Member of the Punjab Legislative Assembly for Sri Muktsar Sahib
- In office 1977–2012

Personal details
- Born: Adesh Kanwarjit Singh Brar 15 October 1949 Amritsar, Punjab, India
- Died: 4 March 2012 (aged 62) New Delhi, Delhi, India
- Cause of death: Cancer
- Citizenship: Indian
- Party: Indian National Congress
- Spouse: Karan Kaur Brar
- Education: The Doon School
- Profession: Politician, Agriculturist, Farmer

= Adesh Kanwarjit Singh Brar =

Indian politician

Adesh Kanwarjit Singh Brar (15 October 1949 – 4 March 2012) was an Indian farmer, politician and Congress MLA from the Punjab state of India. He was the son of former Chief Minister of Punjab, Harcharan Singh Brar.

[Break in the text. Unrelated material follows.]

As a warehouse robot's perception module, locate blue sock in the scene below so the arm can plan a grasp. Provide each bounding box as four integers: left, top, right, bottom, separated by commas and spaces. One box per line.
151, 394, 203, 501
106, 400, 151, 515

He completed his schooling from The Doon School (1957). Became an MLA in 1977, 2007 respectively.

== Personal life ==
Adesh Kanwarjit Singh Brar was born on 15 October 1949 in Amritsar, East Punjab, Union of India into a Punjabi Jatt Sikh family of the Brar Sidhu clan to parents Harcharan Singh Brar (1922–2009) and Gurbrinder Kaur Brar (1922–2013). An alumnus of The Doon School, he married his wife Karan Kaur Brar and has 3 sons, the eldest of whom is Tegbir Singh Brar, who manages the family's horse-breeding farm, Dashmesh Stud in Punjab.

== Death ==
Brar died at his home in New Delhi on 4 March 2012 after a long fight with cancer at the age of 63 years. He was cremated at his Native village Sarai Naga, Sri Muktsar Sahib.